Architekt: Albert Speer (Bild: Bundesarchiv)

Welthauptstadt Germania (Bild: Bundesarchiv)

'Berlin wird als Welthauptstadt nur mit dem alten Ägypten, Babylon oder Rom vergleichbar sein! Was ist London, was ist Paris dagegen!' - Adolf Hitler

Die Planungen für Berlin, welche zwischen 1935 bis 1943 ausgearbeitet wurden, sahen ein Kreuz aus zwei überdimensionalen Hauptverkehrsachsen vor, die, von Nord nach Süd und von Ost nach West verlaufend, im Stadtzentrum einen Schnittpunkt bildeten. Vier Ringe sollten die Verkehrsströme von den Achsen in die Stadtfläche verteilen, um den repräsentativen Charakter der beiden Prachtstraßen nicht im hohen Kraftfahrzeugaufkommen der Welthauptstadt zu ersticken.
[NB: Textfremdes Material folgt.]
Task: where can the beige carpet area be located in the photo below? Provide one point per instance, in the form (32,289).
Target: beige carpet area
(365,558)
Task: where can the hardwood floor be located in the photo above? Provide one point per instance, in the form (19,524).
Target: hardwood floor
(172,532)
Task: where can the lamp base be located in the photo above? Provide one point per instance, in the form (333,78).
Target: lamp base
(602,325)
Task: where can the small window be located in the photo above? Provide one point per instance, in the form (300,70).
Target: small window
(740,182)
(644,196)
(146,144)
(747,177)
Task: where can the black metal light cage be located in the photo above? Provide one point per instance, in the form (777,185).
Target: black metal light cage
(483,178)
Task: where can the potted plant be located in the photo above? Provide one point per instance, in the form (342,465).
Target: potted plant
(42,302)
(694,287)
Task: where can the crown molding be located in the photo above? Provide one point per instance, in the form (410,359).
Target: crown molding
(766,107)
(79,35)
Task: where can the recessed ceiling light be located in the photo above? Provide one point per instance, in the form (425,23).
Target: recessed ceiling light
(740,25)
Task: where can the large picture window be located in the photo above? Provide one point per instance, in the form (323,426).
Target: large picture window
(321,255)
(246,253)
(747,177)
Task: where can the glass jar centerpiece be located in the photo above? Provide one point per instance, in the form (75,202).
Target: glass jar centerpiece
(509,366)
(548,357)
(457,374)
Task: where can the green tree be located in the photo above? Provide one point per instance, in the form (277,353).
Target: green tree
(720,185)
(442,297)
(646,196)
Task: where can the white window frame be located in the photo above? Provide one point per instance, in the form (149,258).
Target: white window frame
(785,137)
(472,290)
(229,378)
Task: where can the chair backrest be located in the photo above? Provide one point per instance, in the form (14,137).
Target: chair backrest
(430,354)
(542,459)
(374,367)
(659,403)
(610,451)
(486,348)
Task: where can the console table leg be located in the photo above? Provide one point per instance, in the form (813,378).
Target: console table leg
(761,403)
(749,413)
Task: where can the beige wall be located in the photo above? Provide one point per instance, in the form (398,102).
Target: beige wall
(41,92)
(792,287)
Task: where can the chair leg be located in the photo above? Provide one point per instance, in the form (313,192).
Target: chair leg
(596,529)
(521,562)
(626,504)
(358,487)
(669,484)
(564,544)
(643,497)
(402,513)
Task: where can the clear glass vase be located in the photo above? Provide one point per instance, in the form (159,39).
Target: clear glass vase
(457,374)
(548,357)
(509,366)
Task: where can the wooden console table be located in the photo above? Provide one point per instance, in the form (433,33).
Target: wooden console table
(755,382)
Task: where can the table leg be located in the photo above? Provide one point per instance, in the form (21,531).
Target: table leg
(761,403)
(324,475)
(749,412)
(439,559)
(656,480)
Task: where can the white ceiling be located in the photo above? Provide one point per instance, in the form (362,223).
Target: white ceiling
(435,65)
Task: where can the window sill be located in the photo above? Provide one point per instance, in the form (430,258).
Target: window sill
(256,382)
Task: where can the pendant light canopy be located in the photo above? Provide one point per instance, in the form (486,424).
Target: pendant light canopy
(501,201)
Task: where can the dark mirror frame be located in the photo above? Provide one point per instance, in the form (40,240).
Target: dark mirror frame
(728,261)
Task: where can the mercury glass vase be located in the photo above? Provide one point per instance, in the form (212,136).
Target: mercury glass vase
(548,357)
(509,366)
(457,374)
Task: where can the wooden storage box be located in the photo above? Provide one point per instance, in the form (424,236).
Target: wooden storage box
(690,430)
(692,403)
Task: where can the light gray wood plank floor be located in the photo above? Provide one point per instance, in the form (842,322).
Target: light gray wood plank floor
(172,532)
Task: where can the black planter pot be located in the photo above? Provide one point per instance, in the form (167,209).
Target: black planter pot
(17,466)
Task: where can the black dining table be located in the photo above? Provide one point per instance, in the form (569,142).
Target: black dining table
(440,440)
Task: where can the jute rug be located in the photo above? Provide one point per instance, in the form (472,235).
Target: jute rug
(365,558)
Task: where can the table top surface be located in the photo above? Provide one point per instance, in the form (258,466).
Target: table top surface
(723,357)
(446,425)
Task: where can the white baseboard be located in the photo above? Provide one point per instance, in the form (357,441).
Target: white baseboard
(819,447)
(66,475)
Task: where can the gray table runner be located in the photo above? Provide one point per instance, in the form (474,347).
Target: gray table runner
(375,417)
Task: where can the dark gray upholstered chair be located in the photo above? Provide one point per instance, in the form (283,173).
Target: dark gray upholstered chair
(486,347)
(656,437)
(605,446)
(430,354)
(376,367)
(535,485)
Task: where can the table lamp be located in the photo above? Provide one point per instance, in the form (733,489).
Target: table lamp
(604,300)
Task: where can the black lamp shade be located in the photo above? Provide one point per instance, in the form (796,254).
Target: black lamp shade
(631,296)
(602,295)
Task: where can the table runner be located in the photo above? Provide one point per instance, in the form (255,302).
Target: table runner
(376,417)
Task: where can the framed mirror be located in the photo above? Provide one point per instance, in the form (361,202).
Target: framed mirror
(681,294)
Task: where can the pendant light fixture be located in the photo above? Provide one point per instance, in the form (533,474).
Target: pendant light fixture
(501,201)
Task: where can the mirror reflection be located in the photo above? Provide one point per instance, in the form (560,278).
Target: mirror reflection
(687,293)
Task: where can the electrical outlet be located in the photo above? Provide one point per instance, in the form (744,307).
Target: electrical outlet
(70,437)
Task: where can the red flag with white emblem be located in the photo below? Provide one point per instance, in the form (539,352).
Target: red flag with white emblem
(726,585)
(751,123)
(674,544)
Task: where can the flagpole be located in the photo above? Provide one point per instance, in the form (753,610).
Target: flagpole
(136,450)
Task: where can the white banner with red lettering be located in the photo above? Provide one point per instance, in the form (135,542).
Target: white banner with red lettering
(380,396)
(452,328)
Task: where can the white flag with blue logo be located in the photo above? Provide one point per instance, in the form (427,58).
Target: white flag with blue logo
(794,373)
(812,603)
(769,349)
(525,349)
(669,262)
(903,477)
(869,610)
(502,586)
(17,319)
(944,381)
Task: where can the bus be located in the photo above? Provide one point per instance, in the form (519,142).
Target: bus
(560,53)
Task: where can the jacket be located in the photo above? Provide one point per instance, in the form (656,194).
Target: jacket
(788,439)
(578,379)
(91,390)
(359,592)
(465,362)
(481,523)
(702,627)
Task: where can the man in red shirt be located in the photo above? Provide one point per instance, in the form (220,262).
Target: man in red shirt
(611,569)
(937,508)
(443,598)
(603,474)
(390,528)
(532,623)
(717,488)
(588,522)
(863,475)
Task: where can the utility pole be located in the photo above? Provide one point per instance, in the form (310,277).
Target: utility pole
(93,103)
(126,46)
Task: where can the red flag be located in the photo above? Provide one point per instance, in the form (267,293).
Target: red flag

Hierbei rechnete Hitler gerade der Nord-Süd-Achse, welche er auch als 'Hauptstraße des germanischen Reiches' bezeichnete, besondere Bedeutung zu – sollten sich am Kernstück ihres insgesamt 50 km langen Verlaufs doch sämtliche relevanten Ministerien der NS-Diktatur, Botschaften, Kongressgebäude, Hotels und kulturelle Einrichtungen wie die neue Oper, Theater, Lichtspielhäuser und ein Hallenbad im Stile der römischen Thermen wiederfinden. Jenes 5 km lange Zentrum sollte sich von einem Bahnhofsneubau im Norden Moabits bis zu einem ebenfalls neu errichteten Südbahnhof in Tempelhof erstrecken und zahlreiche der Repräsentativbauten beherbergen, die Hitler auch gerne unter dem Begriff 'Monumente des Stolzes' zusammenfasste – darunter ein 117 m hoher und 170 m breiter Triumphbogen, in dessen Granit die Namen aller im ersten Weltkrieg gefallenen deutschen Soldaten gemeißelt werden sollten, der fensterlose Führerpalast und nebenan das neue Zentrum der Reichshauptstadt: die Große Halle.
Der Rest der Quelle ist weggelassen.